One of her primary achievements was to found the Institute for Inter-cultural Studies in New York in 1944 to house these projects and a variety of later activities.

The war had precipitated rapid and often devastating culture change, and Mead’s postwar focus was on change, particularly the possibilities of purposive culture change. She returned to Pere in 1953, a Manus village in a part of Papua New Guinea. She had studied with Fortune, to analyze the effects of the war on a community with little previous outside contact.

She found while she was in Manus that a charismatic leader had promoted the choice of integration into the outside world and the villagers were positive about change rather than demoralized by it; that rapid change is sometimes preferable to gradual change; and that children could play a key transforming role (Mead 1956).

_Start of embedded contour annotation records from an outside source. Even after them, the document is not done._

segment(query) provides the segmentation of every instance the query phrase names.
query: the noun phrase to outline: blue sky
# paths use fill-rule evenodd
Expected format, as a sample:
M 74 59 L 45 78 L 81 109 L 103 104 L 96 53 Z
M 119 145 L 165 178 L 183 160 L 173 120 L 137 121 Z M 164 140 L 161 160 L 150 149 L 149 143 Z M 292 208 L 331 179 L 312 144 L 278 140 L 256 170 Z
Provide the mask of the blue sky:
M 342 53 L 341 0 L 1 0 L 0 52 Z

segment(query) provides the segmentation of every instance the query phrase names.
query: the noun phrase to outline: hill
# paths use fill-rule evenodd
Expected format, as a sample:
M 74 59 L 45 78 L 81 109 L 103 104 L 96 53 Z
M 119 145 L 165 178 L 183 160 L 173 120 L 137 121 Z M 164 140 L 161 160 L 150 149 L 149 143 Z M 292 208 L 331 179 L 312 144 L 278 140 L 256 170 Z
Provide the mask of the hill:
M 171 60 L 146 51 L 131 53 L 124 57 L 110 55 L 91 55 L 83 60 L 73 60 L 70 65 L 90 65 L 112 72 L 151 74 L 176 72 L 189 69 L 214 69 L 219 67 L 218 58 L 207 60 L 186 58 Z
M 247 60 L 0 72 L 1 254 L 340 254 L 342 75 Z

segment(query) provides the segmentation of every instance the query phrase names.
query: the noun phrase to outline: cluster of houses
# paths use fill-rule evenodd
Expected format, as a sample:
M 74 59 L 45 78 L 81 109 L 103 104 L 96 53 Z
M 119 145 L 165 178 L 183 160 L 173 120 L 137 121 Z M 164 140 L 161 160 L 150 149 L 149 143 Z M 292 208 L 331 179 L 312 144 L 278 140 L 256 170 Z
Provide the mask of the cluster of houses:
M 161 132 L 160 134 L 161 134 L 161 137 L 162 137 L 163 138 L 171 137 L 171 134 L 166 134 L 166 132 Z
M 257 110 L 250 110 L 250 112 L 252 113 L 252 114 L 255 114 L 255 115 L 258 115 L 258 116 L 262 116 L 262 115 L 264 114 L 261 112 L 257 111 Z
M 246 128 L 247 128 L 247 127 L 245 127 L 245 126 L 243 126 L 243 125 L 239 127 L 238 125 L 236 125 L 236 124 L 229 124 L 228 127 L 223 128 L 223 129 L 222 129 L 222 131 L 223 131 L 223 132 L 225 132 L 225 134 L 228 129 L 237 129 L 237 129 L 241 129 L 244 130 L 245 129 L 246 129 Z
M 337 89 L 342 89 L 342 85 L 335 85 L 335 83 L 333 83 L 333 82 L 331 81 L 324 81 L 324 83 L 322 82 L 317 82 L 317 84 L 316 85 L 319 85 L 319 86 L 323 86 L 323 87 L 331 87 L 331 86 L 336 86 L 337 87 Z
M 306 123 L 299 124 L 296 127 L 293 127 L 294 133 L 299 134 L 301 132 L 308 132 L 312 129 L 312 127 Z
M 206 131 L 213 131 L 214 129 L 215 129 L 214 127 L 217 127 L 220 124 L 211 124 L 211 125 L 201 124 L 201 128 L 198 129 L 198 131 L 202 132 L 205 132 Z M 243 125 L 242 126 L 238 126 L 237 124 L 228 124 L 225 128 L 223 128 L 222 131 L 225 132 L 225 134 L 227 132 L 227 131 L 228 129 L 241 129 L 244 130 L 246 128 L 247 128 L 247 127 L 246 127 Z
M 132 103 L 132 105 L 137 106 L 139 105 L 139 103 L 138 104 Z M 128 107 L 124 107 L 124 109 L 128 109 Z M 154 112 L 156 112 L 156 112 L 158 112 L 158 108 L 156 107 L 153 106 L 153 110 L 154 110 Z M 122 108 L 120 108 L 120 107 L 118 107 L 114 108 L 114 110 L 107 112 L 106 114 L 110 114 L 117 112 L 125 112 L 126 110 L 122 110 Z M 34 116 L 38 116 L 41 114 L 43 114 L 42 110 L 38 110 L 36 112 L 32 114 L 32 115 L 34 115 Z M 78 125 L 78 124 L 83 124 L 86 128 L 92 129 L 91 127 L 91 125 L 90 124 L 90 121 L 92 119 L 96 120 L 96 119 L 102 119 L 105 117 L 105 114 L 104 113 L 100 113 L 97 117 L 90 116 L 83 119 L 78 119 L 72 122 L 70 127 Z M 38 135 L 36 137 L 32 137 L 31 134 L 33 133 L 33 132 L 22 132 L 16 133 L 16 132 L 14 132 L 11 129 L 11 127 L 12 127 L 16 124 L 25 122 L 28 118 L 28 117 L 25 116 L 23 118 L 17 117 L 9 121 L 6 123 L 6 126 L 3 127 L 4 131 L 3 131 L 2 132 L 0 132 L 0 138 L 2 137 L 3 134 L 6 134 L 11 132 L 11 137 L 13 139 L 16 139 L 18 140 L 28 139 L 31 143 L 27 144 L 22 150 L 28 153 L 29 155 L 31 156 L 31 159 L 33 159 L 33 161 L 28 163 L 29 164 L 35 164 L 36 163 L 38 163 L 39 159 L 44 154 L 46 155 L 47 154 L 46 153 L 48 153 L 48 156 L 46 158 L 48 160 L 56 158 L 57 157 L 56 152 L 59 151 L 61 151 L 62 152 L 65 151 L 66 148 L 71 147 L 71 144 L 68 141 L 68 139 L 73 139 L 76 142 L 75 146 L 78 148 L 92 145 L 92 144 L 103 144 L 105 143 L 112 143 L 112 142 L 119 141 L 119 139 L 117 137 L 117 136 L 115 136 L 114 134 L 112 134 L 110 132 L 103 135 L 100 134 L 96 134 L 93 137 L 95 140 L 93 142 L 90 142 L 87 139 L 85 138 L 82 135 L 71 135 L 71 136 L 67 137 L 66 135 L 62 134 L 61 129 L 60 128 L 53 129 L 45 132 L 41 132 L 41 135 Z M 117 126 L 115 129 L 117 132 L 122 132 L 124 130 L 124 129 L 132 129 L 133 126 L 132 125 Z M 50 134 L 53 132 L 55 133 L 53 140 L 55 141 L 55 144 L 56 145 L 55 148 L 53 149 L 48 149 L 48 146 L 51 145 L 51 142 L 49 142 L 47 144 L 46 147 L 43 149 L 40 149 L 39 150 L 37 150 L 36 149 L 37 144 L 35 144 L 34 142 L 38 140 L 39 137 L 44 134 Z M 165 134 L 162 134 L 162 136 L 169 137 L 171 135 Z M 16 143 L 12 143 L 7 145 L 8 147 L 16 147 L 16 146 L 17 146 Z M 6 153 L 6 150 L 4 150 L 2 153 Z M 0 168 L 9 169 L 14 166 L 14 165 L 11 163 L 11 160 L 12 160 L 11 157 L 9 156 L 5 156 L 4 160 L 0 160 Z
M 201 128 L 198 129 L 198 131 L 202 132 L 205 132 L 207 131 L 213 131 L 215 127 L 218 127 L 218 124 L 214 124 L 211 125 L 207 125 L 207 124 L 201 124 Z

Mead introduced the concept of “culture” into the thinking of readers, with profound intellectual and ethical results. Her emphasis on purposive culture change reaffirmed ethical issues avoided by some cultural relativists, and she insisted that many human institutions, such as those of warfare and racism, should be seen as human inventions that could be modified or replaced, rather than as “natural” and unavoidable. Her understanding of the role of individuals and groups in the remaking of Manus society was key to her book Continuities in Cultural Evolution (1964), best summarized in her often quoted phrase, “Never doubt that a small group of thoughtful committed citizens can change the world.”

Mead believed that the understanding of cultural diversity offered a new kind of freedom to human societies, and she worked tirelessly and skillfully to disseminate anthropological ideas, lectured widely, published profusely, and was quick to understand the possibilities of new media. Unlike many academics, she saw communicating to the public as a professional obligation of comparable intellectual integrity to her more narrow professional writing.

She also taught for many years at Columbia University and the New School for Social Research. At the same time, Mead worked with colleagues in other fields who kept her close to new developments in biology and neurology. She was an active member of the Macy Conferences on Cybernetics and on Group Process in the postwar period and of the World Federation for Mental Health. She was associated for more than fifty years with the American Museum of Natural History, serving in her later years as its Curator of Ethnology. She served as president of the American Association for the Advancement of Science and the American Anthropological Association, and was a founder of the Scientists’ Institute for Public Information.